Both these were withdrawn.
The government also cut interest rates on other small savings term deposit schemes.
The small savings interest rates are perceived to limit the banking sector's ability to lower deposit rates in response to the monetary policy of the Reserve Bank of India (RBI), the government said last month.
In the context of easing the transmission of the lower interest rates in the economy, the government also has to take a comprehensive view on the social goals of certain National Small Savings Schemes.
Interestingly the rate of interest on the Employees Provident Fund (EPF) is 8.8 percent.
"The self employed is hit by this move. For them the PPF is the one save mode of investment. Now the return has come down," N.Varadarajan, a self-employed person, told IANS.
Meanwhile the government's decision to slash down the rates led to a big public outcry on microblogging site Twitter.
"Bleed the ones who pay tax! This #ppf rate cut by #Modi government is so not on, Anti national!," tweeted Vijaita Singh.

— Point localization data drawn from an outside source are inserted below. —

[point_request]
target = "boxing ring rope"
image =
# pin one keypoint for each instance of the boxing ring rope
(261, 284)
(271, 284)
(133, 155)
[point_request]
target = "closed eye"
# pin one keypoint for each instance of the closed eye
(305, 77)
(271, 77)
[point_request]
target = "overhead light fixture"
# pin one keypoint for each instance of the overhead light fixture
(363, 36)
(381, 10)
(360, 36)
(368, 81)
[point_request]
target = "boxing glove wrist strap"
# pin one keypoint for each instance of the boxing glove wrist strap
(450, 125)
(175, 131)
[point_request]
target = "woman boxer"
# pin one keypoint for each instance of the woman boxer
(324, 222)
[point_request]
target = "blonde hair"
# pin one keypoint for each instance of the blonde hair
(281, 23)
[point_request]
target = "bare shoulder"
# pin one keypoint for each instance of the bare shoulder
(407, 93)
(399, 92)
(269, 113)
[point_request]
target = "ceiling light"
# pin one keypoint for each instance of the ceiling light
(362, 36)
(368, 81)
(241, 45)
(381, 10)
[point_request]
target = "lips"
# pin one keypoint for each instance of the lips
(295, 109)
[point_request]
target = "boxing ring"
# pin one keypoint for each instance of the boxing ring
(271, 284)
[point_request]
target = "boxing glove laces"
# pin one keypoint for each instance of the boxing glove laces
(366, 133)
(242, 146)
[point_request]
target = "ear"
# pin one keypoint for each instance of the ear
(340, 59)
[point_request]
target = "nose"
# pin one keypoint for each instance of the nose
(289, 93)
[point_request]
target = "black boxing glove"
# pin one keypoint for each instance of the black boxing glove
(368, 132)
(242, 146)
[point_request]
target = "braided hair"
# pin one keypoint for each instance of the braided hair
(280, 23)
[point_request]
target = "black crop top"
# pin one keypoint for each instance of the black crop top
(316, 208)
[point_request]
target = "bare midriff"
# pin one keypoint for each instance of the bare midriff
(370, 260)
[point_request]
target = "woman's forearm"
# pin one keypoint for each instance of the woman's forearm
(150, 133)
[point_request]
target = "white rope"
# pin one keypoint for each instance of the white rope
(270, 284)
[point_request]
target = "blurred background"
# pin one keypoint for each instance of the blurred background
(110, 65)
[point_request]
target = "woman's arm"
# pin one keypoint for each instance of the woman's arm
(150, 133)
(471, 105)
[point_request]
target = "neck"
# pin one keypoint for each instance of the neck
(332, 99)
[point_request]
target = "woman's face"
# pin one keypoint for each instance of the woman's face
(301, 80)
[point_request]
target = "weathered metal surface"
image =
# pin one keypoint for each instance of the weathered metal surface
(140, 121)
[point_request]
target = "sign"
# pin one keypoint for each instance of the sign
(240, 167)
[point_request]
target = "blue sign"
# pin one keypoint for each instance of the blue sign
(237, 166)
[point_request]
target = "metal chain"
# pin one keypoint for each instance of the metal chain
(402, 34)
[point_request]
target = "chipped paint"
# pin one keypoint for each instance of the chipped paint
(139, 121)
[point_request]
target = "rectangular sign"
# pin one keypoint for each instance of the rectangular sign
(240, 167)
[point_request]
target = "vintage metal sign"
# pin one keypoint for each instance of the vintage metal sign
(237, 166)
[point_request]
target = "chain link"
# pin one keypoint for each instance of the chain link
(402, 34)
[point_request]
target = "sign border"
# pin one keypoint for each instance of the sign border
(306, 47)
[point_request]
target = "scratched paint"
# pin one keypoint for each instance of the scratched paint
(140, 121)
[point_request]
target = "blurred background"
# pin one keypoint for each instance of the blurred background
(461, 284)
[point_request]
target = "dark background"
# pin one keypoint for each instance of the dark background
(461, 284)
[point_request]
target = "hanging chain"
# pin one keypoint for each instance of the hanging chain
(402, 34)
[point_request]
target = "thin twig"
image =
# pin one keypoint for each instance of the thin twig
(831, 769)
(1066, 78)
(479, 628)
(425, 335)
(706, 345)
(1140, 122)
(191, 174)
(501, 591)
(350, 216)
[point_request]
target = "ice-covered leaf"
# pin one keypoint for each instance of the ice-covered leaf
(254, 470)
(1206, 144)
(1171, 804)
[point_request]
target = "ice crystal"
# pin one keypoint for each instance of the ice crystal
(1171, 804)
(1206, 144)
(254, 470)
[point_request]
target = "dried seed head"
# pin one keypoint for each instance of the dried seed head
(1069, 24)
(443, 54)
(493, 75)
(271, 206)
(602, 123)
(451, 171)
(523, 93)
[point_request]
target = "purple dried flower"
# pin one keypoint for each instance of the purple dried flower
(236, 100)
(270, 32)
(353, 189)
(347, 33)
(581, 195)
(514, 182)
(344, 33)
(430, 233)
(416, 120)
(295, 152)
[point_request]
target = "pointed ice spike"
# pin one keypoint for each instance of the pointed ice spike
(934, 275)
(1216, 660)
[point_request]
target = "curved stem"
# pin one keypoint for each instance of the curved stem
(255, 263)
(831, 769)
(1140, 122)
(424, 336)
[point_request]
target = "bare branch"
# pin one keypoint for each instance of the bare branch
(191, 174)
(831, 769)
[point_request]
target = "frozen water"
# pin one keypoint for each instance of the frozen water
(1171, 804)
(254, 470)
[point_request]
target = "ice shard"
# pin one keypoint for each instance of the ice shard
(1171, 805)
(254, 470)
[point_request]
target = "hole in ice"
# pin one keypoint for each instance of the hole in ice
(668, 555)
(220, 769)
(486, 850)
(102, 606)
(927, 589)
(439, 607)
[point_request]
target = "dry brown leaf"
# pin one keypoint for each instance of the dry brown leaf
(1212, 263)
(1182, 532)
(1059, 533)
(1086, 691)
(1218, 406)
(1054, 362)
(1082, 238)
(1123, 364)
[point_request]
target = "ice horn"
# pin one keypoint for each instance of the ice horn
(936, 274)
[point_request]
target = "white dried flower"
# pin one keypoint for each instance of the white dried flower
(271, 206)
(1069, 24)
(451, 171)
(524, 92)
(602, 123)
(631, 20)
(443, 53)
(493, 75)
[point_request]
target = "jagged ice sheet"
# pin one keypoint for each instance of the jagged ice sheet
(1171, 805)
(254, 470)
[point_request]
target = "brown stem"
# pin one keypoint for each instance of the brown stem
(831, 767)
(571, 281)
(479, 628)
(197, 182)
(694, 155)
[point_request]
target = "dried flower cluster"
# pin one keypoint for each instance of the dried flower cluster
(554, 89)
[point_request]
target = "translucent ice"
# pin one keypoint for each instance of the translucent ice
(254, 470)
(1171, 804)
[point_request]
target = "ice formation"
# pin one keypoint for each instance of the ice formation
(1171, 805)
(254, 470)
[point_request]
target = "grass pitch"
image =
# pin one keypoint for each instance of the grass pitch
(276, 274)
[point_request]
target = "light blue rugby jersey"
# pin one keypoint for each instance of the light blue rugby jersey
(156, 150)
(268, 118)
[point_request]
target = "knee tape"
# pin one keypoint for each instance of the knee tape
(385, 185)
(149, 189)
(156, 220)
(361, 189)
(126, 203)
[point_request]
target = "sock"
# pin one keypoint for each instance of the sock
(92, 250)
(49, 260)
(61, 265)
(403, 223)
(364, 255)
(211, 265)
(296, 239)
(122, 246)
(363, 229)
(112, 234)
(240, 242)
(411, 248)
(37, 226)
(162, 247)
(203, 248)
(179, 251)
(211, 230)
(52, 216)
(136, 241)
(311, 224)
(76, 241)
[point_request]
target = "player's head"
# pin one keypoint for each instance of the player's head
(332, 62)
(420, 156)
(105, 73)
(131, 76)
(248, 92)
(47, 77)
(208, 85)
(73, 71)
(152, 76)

Sharing similar sentiments, another net savvy citizen Sudhanshu S. Singh tweeted, "What's this? Interest rate on PPF has been cut to 8.1%. Where should common people invest for safe earning."
Sagar Kumar Jain took a potshot at Prime Minister Narendra Modi's government, tweeting: "Modiji has to offer something to common man, everyday!! PPF interest rate cut drastically. Difficult to see Lotus in assembly post 2019."
Some of the postings were especially directed against Finance Minister Arun Jaitley.
"EPF tax or PPF interest: Why is Arun Jaitley anti-common man? Being a billionaire he can't understand poverty?," went an equally angry tweet from Bharatha10.